Prevention and treatment of pressure ulcers cover all the aspects of patient care (Ferguson 2000). These include nutritional intervention, pressure relief and management, incontinence management, and wound care. The first step in planning prevention strategies is to determine pressure ulcer risk. This is the responsibility of nurses. Two of the most commonly used risk assessment scales are the Norton Scale and the Braden Scale. The Norton Scale consists of physical condition, mental status, activity, mobility and incontinence dimensions. It has been criticized for not containing a nutrition dimension. The Braden Scale consists of sensory perception, moisture, mobility, activity, nutrition and friction or shear components.
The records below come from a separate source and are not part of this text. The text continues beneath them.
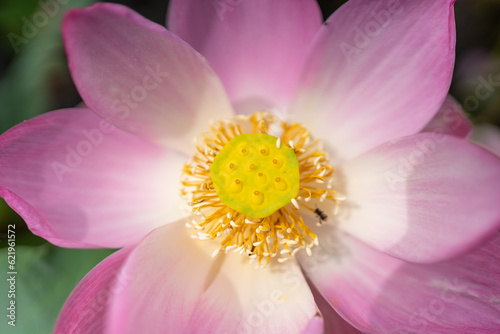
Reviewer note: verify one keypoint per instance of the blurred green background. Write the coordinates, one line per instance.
(34, 79)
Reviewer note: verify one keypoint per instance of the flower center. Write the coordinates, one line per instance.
(255, 175)
(252, 181)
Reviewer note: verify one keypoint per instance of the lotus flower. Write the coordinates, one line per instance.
(313, 124)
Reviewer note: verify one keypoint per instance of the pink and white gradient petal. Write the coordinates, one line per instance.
(315, 326)
(382, 294)
(85, 309)
(141, 77)
(378, 70)
(333, 322)
(257, 47)
(177, 287)
(78, 181)
(451, 119)
(488, 136)
(415, 198)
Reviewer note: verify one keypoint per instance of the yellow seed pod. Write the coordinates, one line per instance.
(254, 177)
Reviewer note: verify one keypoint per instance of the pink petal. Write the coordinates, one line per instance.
(378, 70)
(141, 77)
(315, 326)
(257, 47)
(334, 324)
(177, 287)
(85, 309)
(422, 198)
(451, 119)
(488, 136)
(80, 182)
(381, 294)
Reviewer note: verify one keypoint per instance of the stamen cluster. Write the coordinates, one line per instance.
(283, 232)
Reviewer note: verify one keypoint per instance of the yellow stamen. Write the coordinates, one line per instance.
(246, 187)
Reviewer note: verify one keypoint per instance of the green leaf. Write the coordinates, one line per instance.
(45, 277)
(35, 77)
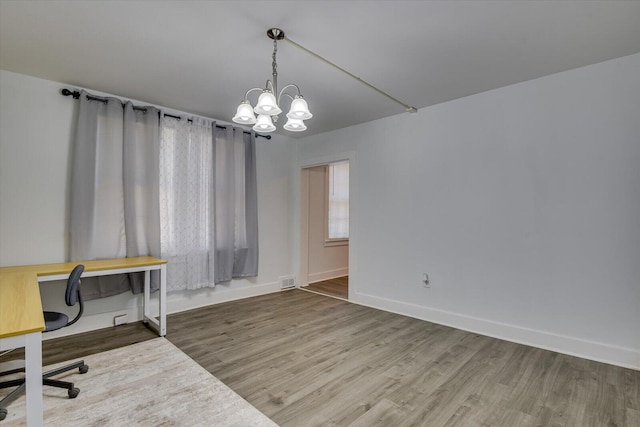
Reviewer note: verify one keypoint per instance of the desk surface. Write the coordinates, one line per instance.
(20, 304)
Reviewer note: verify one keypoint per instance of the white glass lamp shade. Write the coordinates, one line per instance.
(299, 110)
(264, 124)
(267, 104)
(295, 125)
(244, 114)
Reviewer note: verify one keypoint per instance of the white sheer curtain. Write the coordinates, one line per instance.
(175, 188)
(114, 187)
(186, 202)
(338, 226)
(208, 207)
(236, 217)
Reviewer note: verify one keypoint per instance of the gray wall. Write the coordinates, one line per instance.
(522, 203)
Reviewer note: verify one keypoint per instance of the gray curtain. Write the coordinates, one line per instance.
(114, 210)
(235, 204)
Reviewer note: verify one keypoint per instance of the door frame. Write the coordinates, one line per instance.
(302, 228)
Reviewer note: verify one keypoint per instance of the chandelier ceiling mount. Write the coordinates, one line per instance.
(268, 106)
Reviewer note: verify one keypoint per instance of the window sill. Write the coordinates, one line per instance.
(336, 242)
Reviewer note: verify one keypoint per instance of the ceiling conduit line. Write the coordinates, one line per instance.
(408, 108)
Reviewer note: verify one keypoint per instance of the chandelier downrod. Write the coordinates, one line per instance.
(269, 104)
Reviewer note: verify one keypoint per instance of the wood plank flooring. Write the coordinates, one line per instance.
(308, 360)
(338, 287)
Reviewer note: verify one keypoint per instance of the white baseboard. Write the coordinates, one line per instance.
(600, 352)
(175, 304)
(327, 275)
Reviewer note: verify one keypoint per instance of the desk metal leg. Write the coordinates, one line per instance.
(162, 295)
(33, 372)
(146, 304)
(160, 324)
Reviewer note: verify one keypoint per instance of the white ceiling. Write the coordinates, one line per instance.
(201, 56)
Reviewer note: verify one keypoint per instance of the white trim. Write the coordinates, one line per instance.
(300, 239)
(600, 352)
(327, 275)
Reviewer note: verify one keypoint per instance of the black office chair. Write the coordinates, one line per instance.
(53, 321)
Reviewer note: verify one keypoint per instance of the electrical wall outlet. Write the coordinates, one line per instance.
(425, 280)
(287, 282)
(120, 319)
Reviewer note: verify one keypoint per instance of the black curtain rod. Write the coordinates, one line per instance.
(76, 95)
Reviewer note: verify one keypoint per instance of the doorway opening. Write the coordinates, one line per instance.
(325, 229)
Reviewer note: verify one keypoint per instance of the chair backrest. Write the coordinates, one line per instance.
(73, 294)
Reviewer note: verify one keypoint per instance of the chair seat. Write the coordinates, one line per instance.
(54, 320)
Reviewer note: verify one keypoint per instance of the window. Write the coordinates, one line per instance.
(338, 203)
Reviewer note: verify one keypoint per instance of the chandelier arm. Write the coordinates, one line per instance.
(269, 83)
(246, 95)
(285, 88)
(407, 107)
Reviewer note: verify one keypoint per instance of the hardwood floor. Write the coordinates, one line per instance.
(338, 287)
(308, 360)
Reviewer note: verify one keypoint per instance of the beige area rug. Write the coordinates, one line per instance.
(151, 383)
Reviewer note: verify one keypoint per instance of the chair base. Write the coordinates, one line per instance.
(46, 380)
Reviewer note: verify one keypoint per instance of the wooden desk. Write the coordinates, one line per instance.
(21, 325)
(22, 321)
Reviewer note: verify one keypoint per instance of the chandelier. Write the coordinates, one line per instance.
(268, 106)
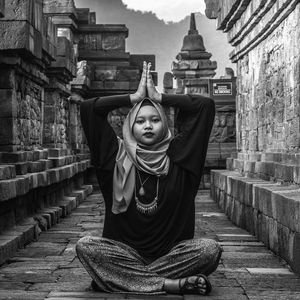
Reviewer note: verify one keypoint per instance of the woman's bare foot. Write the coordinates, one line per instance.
(198, 284)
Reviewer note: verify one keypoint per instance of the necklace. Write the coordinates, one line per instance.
(150, 208)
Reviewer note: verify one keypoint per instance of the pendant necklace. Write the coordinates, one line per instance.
(150, 208)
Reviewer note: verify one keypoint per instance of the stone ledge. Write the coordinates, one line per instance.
(7, 172)
(283, 172)
(21, 235)
(257, 35)
(269, 210)
(21, 185)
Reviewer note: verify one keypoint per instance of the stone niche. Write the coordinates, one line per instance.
(260, 188)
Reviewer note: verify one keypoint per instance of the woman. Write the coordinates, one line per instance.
(149, 181)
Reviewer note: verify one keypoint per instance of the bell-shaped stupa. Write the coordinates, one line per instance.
(193, 64)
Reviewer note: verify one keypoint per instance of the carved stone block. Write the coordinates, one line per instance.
(113, 42)
(2, 8)
(24, 10)
(24, 37)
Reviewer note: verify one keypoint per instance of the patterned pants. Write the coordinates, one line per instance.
(116, 267)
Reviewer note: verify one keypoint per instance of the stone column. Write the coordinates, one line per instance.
(261, 185)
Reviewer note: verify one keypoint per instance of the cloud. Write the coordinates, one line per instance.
(167, 10)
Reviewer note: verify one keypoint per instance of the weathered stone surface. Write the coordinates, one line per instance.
(239, 276)
(2, 8)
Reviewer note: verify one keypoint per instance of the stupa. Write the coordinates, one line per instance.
(193, 67)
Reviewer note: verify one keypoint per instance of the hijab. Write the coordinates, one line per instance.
(151, 159)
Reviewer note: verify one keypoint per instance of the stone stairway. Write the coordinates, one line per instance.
(49, 269)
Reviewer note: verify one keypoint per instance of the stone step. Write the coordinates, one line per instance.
(22, 184)
(28, 231)
(267, 209)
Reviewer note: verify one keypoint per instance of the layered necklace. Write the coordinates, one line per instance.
(149, 208)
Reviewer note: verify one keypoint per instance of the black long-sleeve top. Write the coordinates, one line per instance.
(153, 235)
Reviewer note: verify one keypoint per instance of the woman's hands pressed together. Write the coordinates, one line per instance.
(146, 85)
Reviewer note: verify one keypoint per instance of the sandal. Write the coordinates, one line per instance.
(198, 284)
(95, 287)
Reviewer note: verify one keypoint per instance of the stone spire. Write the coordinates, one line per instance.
(193, 41)
(193, 67)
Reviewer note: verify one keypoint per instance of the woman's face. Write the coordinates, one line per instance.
(148, 127)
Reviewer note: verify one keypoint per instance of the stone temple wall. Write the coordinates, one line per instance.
(260, 188)
(48, 65)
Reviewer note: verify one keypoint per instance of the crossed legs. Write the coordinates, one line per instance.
(116, 267)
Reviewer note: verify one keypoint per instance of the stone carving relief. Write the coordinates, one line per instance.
(224, 128)
(29, 118)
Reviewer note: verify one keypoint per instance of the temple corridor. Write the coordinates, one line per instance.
(49, 269)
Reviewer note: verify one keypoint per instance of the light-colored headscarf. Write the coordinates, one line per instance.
(151, 159)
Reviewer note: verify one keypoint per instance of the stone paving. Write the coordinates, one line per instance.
(49, 269)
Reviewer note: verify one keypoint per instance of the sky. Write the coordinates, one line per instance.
(167, 10)
(159, 26)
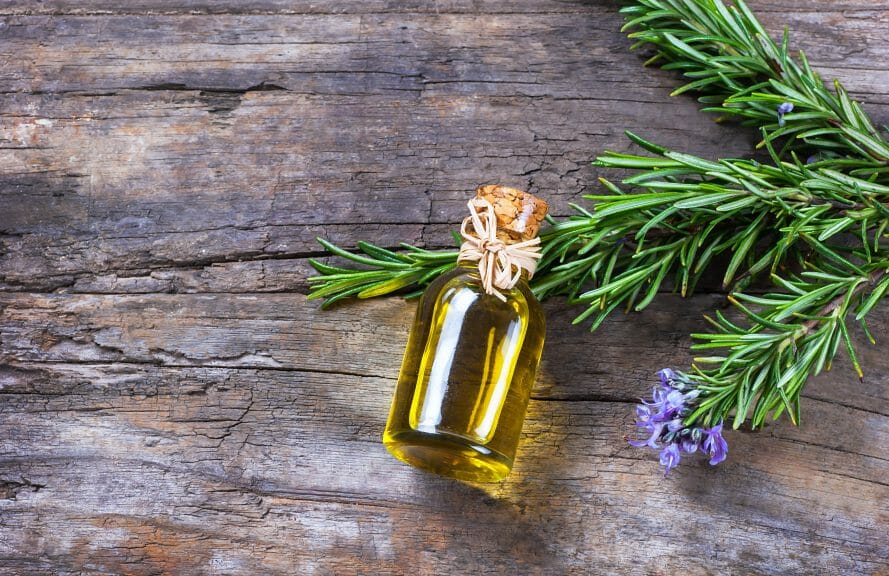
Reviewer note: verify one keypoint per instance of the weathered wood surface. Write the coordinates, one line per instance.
(171, 404)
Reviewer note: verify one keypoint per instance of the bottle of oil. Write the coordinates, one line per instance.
(472, 354)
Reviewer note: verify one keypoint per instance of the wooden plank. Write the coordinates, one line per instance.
(282, 331)
(216, 147)
(269, 470)
(171, 404)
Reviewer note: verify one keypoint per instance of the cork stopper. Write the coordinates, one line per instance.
(519, 214)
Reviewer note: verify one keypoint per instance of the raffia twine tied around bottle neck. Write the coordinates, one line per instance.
(501, 235)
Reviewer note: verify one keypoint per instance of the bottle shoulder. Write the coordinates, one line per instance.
(466, 279)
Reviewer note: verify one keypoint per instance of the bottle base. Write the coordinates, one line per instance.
(447, 455)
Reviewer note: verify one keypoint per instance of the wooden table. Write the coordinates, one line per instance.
(172, 404)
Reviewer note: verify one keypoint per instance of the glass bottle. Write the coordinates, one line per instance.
(471, 361)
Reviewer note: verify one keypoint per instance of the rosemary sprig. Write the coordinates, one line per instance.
(737, 70)
(677, 215)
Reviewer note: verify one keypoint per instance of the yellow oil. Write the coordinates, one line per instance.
(466, 378)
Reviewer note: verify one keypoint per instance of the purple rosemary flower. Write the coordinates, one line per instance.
(670, 457)
(783, 109)
(662, 420)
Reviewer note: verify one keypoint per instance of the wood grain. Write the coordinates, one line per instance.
(171, 404)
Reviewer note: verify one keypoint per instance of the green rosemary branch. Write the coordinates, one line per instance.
(738, 71)
(676, 216)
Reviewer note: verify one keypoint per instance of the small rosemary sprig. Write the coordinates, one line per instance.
(677, 216)
(738, 71)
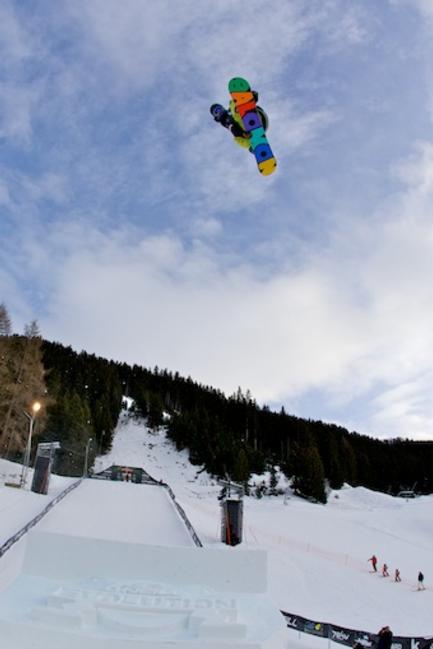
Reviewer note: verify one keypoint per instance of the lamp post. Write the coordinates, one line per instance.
(86, 459)
(36, 406)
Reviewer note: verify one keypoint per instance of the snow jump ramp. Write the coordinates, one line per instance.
(74, 592)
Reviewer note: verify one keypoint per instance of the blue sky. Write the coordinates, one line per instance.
(133, 227)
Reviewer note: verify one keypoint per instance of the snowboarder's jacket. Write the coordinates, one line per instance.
(241, 137)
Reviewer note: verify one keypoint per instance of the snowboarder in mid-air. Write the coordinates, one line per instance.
(247, 122)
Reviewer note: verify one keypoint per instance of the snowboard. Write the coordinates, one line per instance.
(246, 107)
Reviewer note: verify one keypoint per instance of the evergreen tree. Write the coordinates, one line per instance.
(5, 321)
(309, 480)
(273, 481)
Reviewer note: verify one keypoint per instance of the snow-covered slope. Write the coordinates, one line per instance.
(318, 554)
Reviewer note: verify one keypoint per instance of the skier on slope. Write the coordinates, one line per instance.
(385, 638)
(421, 581)
(373, 560)
(231, 120)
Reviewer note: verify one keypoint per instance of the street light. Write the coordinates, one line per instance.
(36, 406)
(86, 459)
The nutrition component covers feeding route, feeding status, dietary intake and nutritional supplement use (Ferguson).

Nutritional status has been strongly correlated with the risk of pressure ulcers (Fergusson 2000). Calories, protein, fluid, vitamins and minerals are considered valuable in wound healing. Nutritional intervention is, thus, a major component in preventing and treating pressure ulcers. This covers assessment of nutrition status, estimate of nutrition needs, and implementation of intervention strategies. These strategies range from optimizing the feeding environment to enteral tube feeding. Nurses play a critical role in the patient's nutrition situation. In cooperation with other clinicians, they can provide the best and appropriate nutrition care for patient with pressure ulcers (Ferguson).

A study of 330 patients over 65 years old in hospitals and long-term facilities in Canada investigated risk assessment scores, prevention strategies and pressure ulcer incidence (Thompson 2000). It found that an accurate prediction was difficult to make among all the patients. Only half of the respondents actually developed pressure ulcers. The study concluded that comprehensive assessments have to done on admission and with health status change in order to make the prediction. Medical practitioners must also evaluate the patients' medical status, nutritional status, quality of care, social support and the environment to support the prediction and prevention effort (Thompson).

Health experts believe that patients with pressure ulcers should be given high-potency vitamin and mineral supplements on a daily basis (Collins 2002). Vitamin C helps in collagen formation. Patients with pressure ulcers necessarily suffer from a vitamin deficiency as they are under stress. Supplementation should range from 500 to 1,000 mg of Vitamin C per day and adjusted to gender and nutritional conditions and interventions. Most authorities agree on 750 mg daily for women and 900 mg for men. These doses are high enough to supply patients with pressure ulcers with sufficient supply of Vitamin C for their condition (Collins).